The exhibition features more than 20 paintings primarily focused on Loyalist themes. The Milestones exhibit was organized as part of the East Belfast Reach UK Community Project, which was set up by former members of the paramilitary group Red Hand Commando.

Organizers said 33% of proceeds raised from the event would go to the Muscular Dystrophy UK charity, with the remainder going to Stone and his family.

However, when the charity learned how the money was raised, it decided to refuse the funds.

In a statement, a spokesperson said: “We were not aware that Mr Stone had exhibited any work at the Milestones exhibition. We understand the sensitivities in Northern Ireland about an exhibition including his paintings.

“After careful consideration, we will decline the money raised at the event.”

Former UDA man Michael Stone rose to prominence for his bloody pistol and bomb attack on Milltown Cemetery in March 1988, when he attacked the funerals of three IRA members , firing and throwing grenades into the crowd.

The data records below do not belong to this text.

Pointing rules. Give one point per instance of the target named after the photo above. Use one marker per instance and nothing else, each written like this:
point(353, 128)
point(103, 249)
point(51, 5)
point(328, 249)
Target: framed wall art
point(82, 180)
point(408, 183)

Three people died in the attack, with Stone admitting to three more murders after being arrested.

He was released in 2000 under the Good Friday Agreement, but was jailed again in 2006 after attempting to kill Gerry Adams and Martin McGuinness in Stormont, and is currently serving the remainder of the minimum jail sentence of 20 years that was inflicted on him in 1988.

As his release date approaches, he’s eligible for a 24-hour unsupervised daytime outing every four weeks in advance.